SECORD: We found very high levels of PCBs in those upper Hudson River birds, the highest that have been reported for the species. We also observed some effects on reproduction, growth of these tree swallows, that may be related to PCBs.

SCHIFFMAN: Effects like lower birth rates and developmental problems. Effects similar to those observed in human beings. PCBs are members of a class of synthetic chemicals which mimic hormones that regulate aspects of human growth and development. Dr. David Carpenter, the Dean of the School of Public Health in Albany, says the chemicals may impact a wide range of biological functions.

CARPENTER: We're looking at IQ. We're looking at the incidence of mental illness because of the fact that PCBs decrease the levels of this neurotransmitter, dopamine, that we know to be related. Decreases are related to depression and mental illness. We're looking at physical growth and development because we know PCBs are depressing thyroid function.
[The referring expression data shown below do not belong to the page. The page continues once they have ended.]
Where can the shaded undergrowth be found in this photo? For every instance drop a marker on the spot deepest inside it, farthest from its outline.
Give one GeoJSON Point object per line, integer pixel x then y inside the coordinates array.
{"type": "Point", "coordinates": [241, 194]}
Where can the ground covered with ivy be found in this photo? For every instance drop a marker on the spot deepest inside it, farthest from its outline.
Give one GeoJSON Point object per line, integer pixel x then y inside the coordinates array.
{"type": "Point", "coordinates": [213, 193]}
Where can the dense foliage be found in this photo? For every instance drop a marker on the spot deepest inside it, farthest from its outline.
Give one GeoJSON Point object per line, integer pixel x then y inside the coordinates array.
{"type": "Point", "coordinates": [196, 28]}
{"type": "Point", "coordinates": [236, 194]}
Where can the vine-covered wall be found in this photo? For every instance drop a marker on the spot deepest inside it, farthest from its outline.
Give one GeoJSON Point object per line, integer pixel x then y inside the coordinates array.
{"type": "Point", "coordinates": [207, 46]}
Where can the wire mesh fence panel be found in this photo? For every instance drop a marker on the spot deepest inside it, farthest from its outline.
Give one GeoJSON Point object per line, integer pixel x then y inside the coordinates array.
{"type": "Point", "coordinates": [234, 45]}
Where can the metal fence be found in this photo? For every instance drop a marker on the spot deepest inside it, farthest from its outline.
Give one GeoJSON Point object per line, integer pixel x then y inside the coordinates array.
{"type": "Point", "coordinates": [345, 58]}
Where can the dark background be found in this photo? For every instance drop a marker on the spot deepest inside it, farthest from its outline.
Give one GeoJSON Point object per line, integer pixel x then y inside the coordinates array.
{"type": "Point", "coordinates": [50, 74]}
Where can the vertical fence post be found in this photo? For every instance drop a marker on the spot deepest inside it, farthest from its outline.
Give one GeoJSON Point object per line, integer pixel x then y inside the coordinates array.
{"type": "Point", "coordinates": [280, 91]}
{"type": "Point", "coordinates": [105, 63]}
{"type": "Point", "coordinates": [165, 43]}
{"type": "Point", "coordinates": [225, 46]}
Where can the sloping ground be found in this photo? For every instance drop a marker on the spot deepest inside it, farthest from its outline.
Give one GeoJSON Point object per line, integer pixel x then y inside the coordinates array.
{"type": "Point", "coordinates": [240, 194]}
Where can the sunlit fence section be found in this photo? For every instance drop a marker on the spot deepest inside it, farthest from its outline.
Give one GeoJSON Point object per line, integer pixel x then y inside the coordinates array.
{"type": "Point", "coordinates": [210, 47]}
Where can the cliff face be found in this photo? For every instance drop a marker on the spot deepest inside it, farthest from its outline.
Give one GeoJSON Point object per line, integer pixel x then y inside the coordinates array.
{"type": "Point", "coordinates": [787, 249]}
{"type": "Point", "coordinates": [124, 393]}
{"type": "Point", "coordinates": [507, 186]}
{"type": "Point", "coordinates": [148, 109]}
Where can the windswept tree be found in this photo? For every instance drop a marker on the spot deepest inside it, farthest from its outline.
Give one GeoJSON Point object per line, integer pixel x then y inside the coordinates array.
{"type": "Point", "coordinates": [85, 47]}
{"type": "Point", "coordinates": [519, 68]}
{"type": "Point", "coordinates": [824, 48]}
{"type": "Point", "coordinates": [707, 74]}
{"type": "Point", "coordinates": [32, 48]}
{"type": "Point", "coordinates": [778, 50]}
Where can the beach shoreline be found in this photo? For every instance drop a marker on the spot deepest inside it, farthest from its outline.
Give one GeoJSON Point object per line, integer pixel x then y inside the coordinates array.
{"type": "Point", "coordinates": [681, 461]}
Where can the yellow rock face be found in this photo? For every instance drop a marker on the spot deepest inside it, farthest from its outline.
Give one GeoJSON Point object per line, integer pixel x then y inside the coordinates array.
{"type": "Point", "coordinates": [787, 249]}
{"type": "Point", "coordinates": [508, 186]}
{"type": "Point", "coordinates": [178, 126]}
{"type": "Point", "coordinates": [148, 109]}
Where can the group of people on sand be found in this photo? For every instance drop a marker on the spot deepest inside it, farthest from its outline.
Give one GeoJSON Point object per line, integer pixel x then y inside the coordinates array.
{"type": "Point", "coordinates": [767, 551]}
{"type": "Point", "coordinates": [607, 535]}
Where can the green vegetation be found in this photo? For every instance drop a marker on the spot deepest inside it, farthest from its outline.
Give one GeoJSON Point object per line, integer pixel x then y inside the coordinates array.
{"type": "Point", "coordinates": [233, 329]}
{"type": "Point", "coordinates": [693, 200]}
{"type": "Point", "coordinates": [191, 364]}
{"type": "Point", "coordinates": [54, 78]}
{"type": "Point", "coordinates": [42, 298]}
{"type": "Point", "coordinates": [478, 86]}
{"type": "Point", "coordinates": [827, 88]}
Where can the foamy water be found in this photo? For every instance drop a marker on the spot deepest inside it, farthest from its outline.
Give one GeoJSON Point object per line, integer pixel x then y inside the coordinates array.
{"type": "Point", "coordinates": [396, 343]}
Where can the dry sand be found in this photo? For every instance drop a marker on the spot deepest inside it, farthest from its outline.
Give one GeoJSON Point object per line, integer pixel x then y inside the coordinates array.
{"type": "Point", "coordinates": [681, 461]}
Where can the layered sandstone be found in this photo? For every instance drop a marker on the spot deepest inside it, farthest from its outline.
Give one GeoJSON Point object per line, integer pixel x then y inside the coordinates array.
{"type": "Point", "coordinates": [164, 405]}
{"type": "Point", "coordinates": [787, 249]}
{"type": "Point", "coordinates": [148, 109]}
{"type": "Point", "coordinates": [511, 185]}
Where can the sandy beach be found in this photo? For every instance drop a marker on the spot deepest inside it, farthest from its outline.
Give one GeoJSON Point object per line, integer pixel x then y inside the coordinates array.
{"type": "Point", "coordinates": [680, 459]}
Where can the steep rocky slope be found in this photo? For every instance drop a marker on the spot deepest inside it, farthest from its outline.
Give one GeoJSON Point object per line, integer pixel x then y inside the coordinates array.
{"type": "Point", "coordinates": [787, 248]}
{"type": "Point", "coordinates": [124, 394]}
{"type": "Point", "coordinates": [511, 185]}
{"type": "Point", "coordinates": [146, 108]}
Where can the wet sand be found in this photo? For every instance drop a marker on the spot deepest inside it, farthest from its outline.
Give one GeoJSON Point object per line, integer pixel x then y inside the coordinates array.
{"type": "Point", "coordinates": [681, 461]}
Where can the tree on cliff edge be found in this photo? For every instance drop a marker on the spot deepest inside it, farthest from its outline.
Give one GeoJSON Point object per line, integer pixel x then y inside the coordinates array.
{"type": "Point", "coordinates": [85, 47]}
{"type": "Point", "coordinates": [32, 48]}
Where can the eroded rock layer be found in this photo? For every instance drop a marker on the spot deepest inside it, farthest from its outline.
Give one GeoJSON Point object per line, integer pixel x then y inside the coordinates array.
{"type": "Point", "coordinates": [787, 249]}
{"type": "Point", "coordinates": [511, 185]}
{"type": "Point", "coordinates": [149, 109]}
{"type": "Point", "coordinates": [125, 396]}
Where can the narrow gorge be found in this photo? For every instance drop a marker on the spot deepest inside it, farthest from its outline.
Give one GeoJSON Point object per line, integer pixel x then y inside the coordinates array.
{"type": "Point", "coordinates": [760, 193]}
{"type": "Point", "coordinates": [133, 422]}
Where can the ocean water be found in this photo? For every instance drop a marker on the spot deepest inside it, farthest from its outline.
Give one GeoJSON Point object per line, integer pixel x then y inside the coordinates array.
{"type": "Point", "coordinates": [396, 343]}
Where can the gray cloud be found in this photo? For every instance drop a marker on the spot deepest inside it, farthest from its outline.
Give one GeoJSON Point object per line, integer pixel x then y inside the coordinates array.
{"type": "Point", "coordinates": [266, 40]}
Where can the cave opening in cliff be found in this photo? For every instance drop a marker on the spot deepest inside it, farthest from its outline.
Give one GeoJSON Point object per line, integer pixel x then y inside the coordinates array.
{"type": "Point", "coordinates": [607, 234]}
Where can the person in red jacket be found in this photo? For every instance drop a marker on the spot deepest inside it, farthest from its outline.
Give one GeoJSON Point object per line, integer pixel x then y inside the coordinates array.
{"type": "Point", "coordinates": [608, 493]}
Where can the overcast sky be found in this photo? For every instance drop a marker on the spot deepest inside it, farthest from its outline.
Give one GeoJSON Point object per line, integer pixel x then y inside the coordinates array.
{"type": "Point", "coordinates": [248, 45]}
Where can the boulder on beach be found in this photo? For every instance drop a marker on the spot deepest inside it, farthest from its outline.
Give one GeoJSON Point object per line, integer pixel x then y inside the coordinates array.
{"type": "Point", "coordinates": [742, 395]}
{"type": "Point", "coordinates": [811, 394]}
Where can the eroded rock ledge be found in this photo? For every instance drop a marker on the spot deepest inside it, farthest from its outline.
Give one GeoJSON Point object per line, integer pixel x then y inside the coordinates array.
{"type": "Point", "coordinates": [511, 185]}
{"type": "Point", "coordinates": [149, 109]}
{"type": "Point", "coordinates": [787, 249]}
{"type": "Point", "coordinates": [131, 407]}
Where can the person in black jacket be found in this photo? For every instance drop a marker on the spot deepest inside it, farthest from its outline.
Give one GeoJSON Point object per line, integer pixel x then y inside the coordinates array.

SCHIFFMAN: And PCBs may cause cancer in humans, although this is yet to be proven. Dr. Carpenter says the greatest risk from eating PCB-laden fish is for pregnant and nursing mothers and for young children. And these risks are not limited to the Hudson Valley. Recent studies of fish and seal meat in northern Canada show high levels of PCBs. This despite the fact that the nearest industrial sources of the chemicals are thousands of miles away. Like chlorofluorohydrocarbons, which are threatening the Earth's ozone layer, PCBs are now airborne. And they've become a global problem. Brian Bush is a research scientist at New York State's Wadsworth Laboratories. He's been studying the evaporation of Hudson River PCBs into the atmosphere. And he's worried about some of the places they're ending up.

BUSH: The PCB concentrations at both poles were measured, and there are significant levels of PCBs at the North and the South Pole. So they are in fact ubiquitous. And obviously what we should do is stop them being emitted. We've got to start somewhere. A 200-mile long tract of river, like the Hudson River, is a perfect place to start.

(Splashing water)

SCHIFFMAN: Back at Hudson, New York, the 2 boys we met earlier in the story are packing up their fishing poles. They didn't catch anything today. Perhaps it's just as well. They probably don't know about the PCB controversy that's been swirling like a slow Hudson River tide since before they were born. They also probably don't know that earlier this spring, for the first time in more than 100 years, an eagle chick was born on the Hudson. It happened on an island just across the river from where they were fishing. Some people say the birth is a sign the Hudson is getting cleaner. Others are not so sure. But one thing is certain: the debate over Hudson River PCBs will continue. The EPA is set to publish its recommendations on what to do about the problem some time during 1999. For Living on Earth, I'm Richard Schiffman.